Do Banzo ao Orun é atemporal por transitar entre o passado, presente e o futuro sem ordem cronológica aparente. É a história de Lucas e de incontáveis pessoas pretas captada sensitivamente por D’Ogum, nome esse que o foi concedido a partir de seu reencontro com o Axé na força do Orixá Ogum, o senhor das guerras e demandas impossíveis, que mudou a sua vida e o presenteou com esse disco.
O “Banzo” é o estado mental e espiritual melancólico refletido de forma enferma no corpo de pessoas pretas que foram escravizadas. Manifestava-se com a saudade visceral da terra natal, na aversão aos maus tratos, na privação dos próprios sentidos, da proibição de culto e ligação com seus ancestrais, e principalmente, na aversão à privação da liberdade, o que levava ao suicídio. Esse Banzo atravessou séculos e nos acompanha de uma forma diferente, mas ainda assim, de forma extremamente cruel.
Nascido na Vila São Pedro, favela de São Bernardo do Campo, D’Ogum vivenciou o banzo em meio as violências, a falta de uma identidade, a falta de uma história sobre quem o mesmo é, de onde veio e o que mais o torturou: Pra onde iria.

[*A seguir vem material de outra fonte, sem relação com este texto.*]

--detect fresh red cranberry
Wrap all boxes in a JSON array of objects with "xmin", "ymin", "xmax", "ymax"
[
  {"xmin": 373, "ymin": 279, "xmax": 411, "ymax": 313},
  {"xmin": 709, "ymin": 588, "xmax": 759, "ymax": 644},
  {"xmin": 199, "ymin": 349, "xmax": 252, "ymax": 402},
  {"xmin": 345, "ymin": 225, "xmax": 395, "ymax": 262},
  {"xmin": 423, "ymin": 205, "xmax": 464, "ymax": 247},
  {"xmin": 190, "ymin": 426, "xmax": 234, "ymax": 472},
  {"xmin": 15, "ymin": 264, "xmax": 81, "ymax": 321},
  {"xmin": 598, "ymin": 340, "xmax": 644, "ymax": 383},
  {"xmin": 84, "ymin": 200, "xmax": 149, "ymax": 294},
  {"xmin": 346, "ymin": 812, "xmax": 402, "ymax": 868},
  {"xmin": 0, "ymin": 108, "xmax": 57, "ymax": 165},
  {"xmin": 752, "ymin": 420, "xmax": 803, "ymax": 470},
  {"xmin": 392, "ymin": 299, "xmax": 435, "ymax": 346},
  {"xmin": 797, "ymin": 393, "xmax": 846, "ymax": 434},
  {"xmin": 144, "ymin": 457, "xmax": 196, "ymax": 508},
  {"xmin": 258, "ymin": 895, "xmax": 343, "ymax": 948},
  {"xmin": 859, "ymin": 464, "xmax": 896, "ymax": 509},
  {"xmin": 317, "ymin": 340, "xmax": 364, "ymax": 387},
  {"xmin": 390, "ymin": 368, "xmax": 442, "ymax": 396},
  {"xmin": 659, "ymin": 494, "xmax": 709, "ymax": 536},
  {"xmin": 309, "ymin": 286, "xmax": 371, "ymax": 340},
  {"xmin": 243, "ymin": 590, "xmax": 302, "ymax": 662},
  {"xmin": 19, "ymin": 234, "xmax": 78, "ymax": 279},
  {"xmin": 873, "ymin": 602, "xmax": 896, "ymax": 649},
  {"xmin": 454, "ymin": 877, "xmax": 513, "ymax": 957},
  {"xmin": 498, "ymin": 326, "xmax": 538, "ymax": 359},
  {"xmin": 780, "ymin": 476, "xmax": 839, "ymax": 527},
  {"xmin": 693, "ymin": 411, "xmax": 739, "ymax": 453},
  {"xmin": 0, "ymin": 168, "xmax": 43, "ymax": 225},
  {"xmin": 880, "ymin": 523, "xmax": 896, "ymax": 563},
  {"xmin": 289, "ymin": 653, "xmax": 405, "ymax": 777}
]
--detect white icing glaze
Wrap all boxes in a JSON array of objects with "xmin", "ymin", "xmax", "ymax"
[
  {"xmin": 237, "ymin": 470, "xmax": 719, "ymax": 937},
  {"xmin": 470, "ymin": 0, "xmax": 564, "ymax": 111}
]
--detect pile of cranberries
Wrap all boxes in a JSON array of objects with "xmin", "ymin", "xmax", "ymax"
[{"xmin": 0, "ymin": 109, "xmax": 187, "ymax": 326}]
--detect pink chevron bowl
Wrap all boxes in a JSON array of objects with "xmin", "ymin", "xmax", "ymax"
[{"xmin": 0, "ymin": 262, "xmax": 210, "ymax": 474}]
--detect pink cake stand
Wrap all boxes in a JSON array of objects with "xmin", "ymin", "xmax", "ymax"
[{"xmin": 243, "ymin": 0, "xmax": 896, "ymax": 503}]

A resposta sempre foi uma só, a morte precoce. Até que Lucas encontrou D’Ogum, que se tornou o seu Orun.
“Orun” na cultura iorubana e nas religiões de matrizes africanas é o “céu”, o plano espiritual, é onde estamos plenos em relação a quem somos, onde estamos conectados com nossa ancestralidade, com a nossa casa, com o nosso chão, com quem verdadeiramente somos.
As faixas retratam essa dança secular sentida em nossas peles, que enfraquece e fortifica a nossa melanina diariamente. Sem pretensão de apontar respostas prontas, mas sim de ativar os sentidos adormecidos dentro dos nossos para que a reconexão do que já fomos, do que ainda somos e do que sempre seremos, seja novamente reestabelecida. De acordo com a subjetividade e complexidade da vida de cada um. “Exú matou um pássaro hoje com a pedra que atirou ontem” do Banzo ao Orun poderia ser definido por essa frase.
“Após um ato de perdão comigo mesmo em relação ao meu passado, fui presenteado com esse disco no presente, e a música, ancestralidade viva, trouxe ainda mais uma perspectiva de futuro. É sobre amor, sobre nossas vidas, sinta-se presenteado também.
Você nasceu pra brilhar!”
D’Ogum.
O EP que tem produção, direcionamento musical e uma sensibilidade minuciosa de Vibox, transita totalmente envolvido pela música preta tendo como seu pilar central o Neo-Soul. A versatilidade é um ponto forte do trabalho, do Riddin ao Afrobeat, do Trap Funk, ao R&B, é explorado com afinco toda a musicalidade possível nessa primeira expressão musical de D’Ogum. O direcionamento vocal é por conta de Vic Oliveira, que também assina como única participação do disco. Cantora de MPB, Poeta e também professora de canto, Vic Oliveira e Vibox são dois pontos essenciais para a construção de todas as músicas.